There will be no December 15th start, no 72 game season, in fact, there will likely be zero games. The players called the owners bluff, and it's pretty hard to point to a winner with today's result.
This comes on the heels of optimism just weeks ago when the players announced that they were willing to come down to the owners' 50-50 offer, leaving just system issues to deal with. So yes, we're going to be losing a season fighting over the length of the mid-level exception, determining whether teams over the luxury tax should be able to acquire players through sign-and-trade, and deciding whether teams should pay $1.50 or $1.75 per dollar if they are $5-10 million over the threshold.
They were right there, just inches away from sealing a deal, but complete idiocy on both sides of this deal doomed it to litigation. Now, instead of watching basketball on Christmas, you may get to read about David Stern and David Boies fighting in court.

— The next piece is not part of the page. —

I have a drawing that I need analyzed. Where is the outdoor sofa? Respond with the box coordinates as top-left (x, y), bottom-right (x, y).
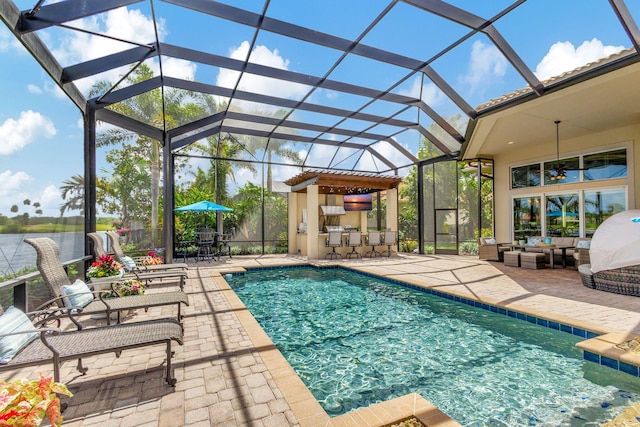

The owners should've made the few concessions they had to to get this deal done after the union covered all their losses and the players should've just taken the deal on the table. Nobody would be ecstatic, but now everybody loses.
Each side loses some $2 billion in revenue in the case of a completely lost season, franchise values will plummet as fans lose interest in the NBA and start to gravitate toward hockey, and some players like Kevin Garnett or Steve Nash are losing perhaps the last productive season of their career.
In the end, it appears that a lack of communication and a mob mentality ruled in the players' sides. According to Chris Mannix, one veteran claims that his union rep "never called and never asked" what he thought on the offer. Rockets like Kevin Martin and Luis Scola have been asking the players to vote on the offer, but in the end they never did. Now, we'll see if they get what they want in this absurd court battle.
While the players are undoubtedly idiots for rejecting this deal, the bulk of the blame cannot be placed on anybody except the owners and David Stern. They got almost everything they wanted in this deal without making a single meaningful concession to the players, but when it came to sealing the deal, they pushed too hard. Now, they're learning that they severely underestimated the players' resolve.
Barring some drunken phone call with David Stern offering Billy Hunter what he wants to seal the deal late tonight, we are going down a path that is going to get very messy and threaten everything the NBA has built over the last few years. Any fan that hopped on the NBA bandwagon last season is now gone. Even the most hardened of fans are worn out and pissed off with this whole process. In a few months, the only people who care about the NBA might be Adrian Wojnarowski, Ken Berger, and Howard Beck.
Now we sit and wait and hope the owners panic at the last minute. If history is any indication, Stern will just get on his soapbox, blame the agents, and go sleep soundly in his bed without a care in the world.
I have but one question for David Stern: How u.